Competence describes the mental knowledge of a language, the intrinsic understanding of the speaker of the relationships between sound and meaning established by linguistic rules. Performance, which is the actual observed use of language, involves more factors than phonetic-semantic understanding. Interpretation requires extralinguistic knowledge, such as awareness of the speaker, audience, and context, which crucially determines how speech is constructed and analyzed. It is also governed by principles of cognitive structures that are not considered aspects of language, such as memory, distractions, attention, and speech errors.

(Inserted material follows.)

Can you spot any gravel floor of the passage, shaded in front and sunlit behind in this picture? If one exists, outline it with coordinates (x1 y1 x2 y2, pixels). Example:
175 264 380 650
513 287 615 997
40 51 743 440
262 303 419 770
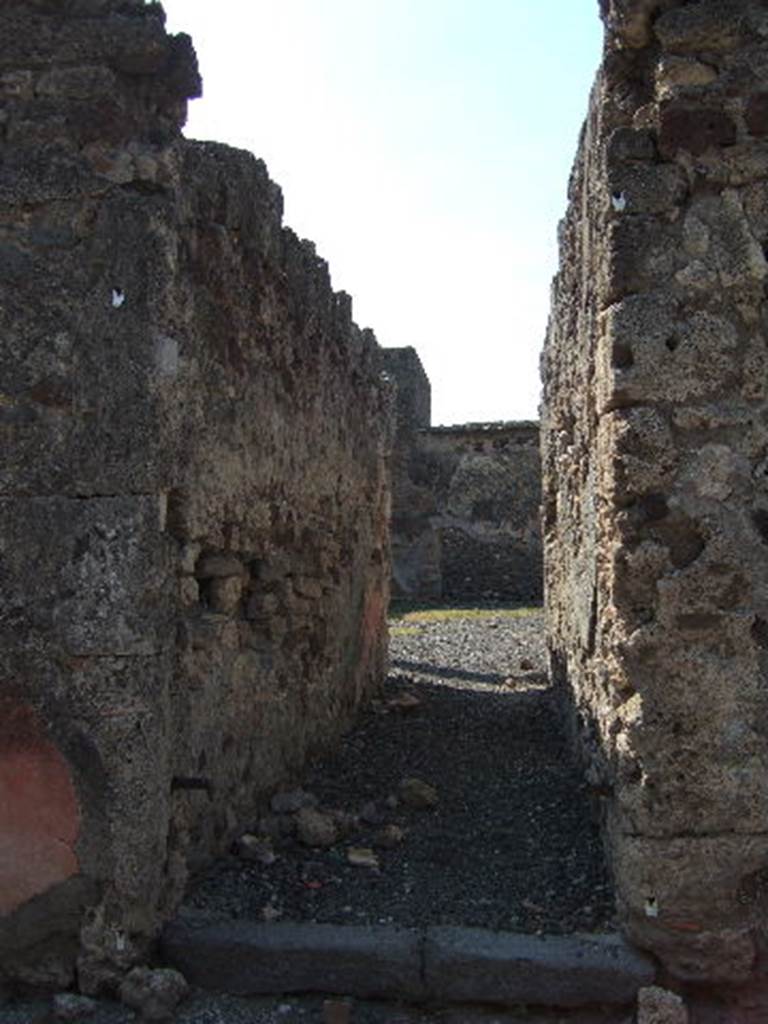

I-Language versus E-Language 

In 1986, Chomsky proposed a distinction similar to the competence/performance distinction, considering the notion of an I-Language (internal language) which is the intrinsic linguistic knowledge within a native speaker, and E-Language (external language) which is the language linguistic observable. the output from a speaker. Chomsky argued that the I-Language should be the focus of the research and not the E-Language.

Electronic language has been used to describe the application of artificial systems, such as calculus, set theory, and natural language is seen as assets, while interpretation has been used exclusively to describe applications of natural language. Between I-Language and competence, I-Language refers to our intrinsic faculty of language, Chomsky uses competence as an informal general term, or as a term with reference to a specific competence such as “grammatical competence” or “pragmatic competence”.